User Behavior Analysis with SplunkBack in my days at IBM T.J. Watson Research Center where we were working on techniques to detect known and unknown malware, the fast growing challenge was the rising threat of malware’s abilities to become polymorphic.

Malicious snippets of code encrypted themselves and made it very difficult to apply conventional signature based detection techniques.

We’ve developed a tiny virtual machine in C language that was able to load malware code in real time and analyze it’s behavior without need to figure out how to decrypt it. Certain score metrics were assigned to keypoints and function calls and logic was put in place to trigger an alert if “risk” score exceeded certain heuristic threshold.

That technique allowed us to deliver top quality enterprise security solution (purchased by Symantec later on) that was capable of detecting previously unknown threats. That was more than 15 years ago.

While working with financial clients and technology companies today I can see that old behavior pattern analysis stays as strong as ever helping enterprises to discover new types of suspicious behaviors and investigate malicious activities with previously unknown patterns from previously unknown sources.

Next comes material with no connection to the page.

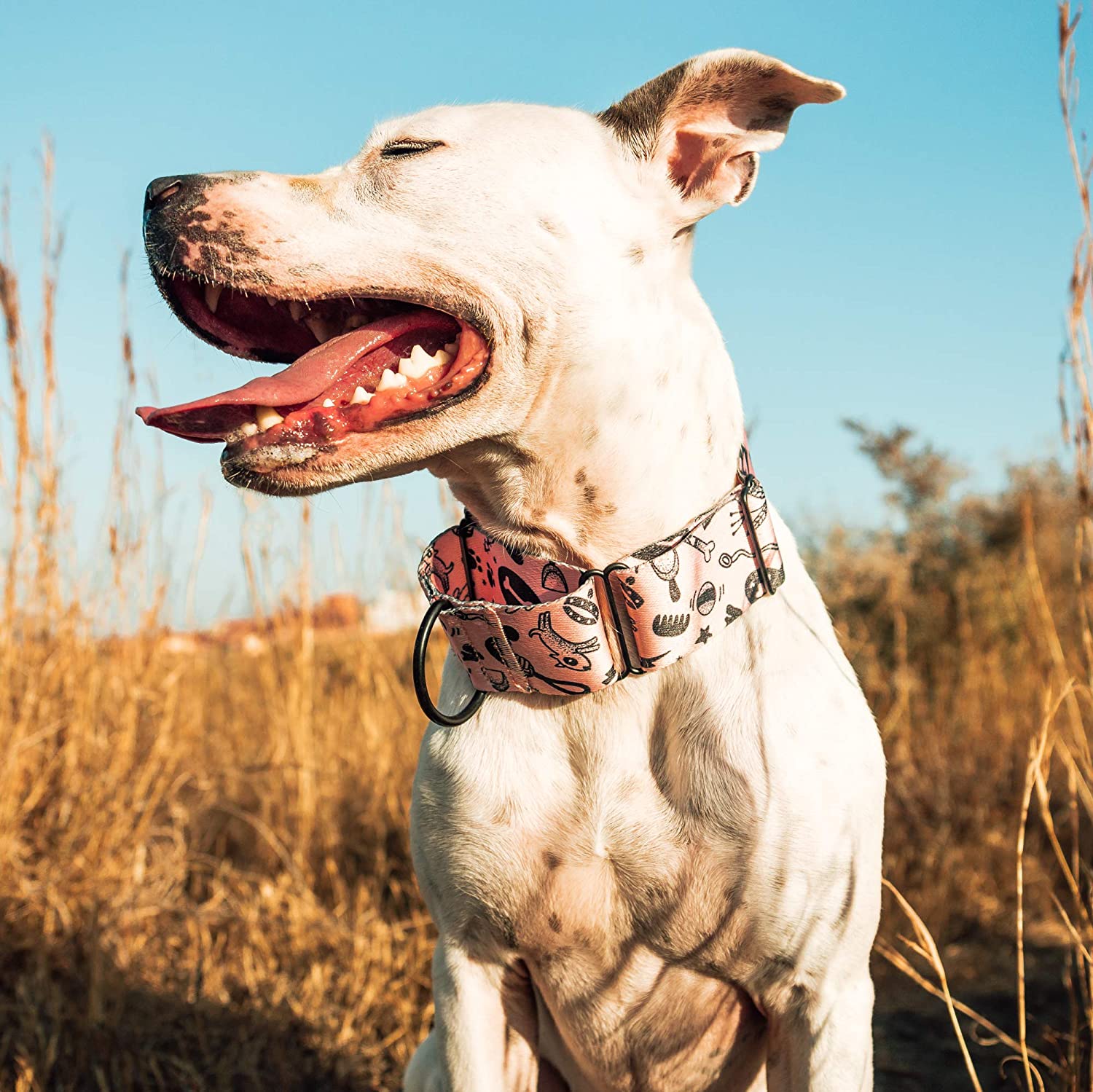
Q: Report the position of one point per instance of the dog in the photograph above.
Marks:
(670, 884)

Industry leaders seems to agree that some of the recent high profile breaches could of been thwarted with properly configured behavior analysis SIEM system in place.

With attackers and fraudsters changing their approaches and techniques daily – the behavior analysis based solutions seems to be the most promising in offering detection and protection layers against previously unknown threats.

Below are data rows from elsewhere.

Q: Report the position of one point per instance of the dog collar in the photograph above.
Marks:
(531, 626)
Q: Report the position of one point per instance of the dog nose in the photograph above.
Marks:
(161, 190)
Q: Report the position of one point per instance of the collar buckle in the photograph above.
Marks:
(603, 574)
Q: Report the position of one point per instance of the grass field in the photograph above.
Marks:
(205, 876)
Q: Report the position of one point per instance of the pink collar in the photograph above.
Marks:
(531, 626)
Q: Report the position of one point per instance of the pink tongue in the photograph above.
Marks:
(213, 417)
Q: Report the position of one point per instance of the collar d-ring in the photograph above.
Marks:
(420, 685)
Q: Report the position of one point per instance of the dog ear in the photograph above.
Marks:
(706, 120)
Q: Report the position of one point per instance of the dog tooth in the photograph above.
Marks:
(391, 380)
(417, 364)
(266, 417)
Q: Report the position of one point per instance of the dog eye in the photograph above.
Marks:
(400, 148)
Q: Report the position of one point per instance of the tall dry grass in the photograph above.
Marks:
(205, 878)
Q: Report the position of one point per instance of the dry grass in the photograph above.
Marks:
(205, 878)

The advantage of Splunk in tackling such a complicated tasks is that it’s very opened and scalable framework.

You don’t need to “pay extra to enable feature A, B and C” (as usually the case with many appliance-based offerings) and you don’t need to hire army of vendor consultants to tweak their solution to your business specifics.

In fact in my experience I helped clients to use Splunk’s free license to successfully detect, investigate and eliminate very nasty malware cyber attacks on web application hosting services.

I. Capabilities of user behavior analysis systems

Modern user behavior analysis systems generally encompass the following capabilities:

  1. They are able to sessionize user activity, in other words – group isolated hits and events coming from possibly different sources into clusters of activities driven by the same user.
    This is very important steps that adds identity metadata to every hit and event and allows for further analysis and establishing of baselines of typical user behavior.
  2. They offer risk scoring approach where certain scores are assigned to significant events (money transactions, securities trading, account updates, password changes).
    Scores may also be assigned to more complex event dependencies such as order of appearance, timing in between events,  “rush” factor into money moving transactions, and others.
    Summary risk score is calculated automatically and security alerts are issued when risk score threshold is exceeded.
  3. They offer automated machine learning approach where system-wide baseline of behavior is automatically calculated and alerts are issued when user session activities exhibits strong enough deviation from established baselines.

In this post I will show you how to use Splunk to implement all three of the above.

I will make this post somewhat cater to financial services sector, securities trading and e-commerce type of enterprises. These are usually high profile targets for attacks where breaches can cause significant monetary and trust factor damages.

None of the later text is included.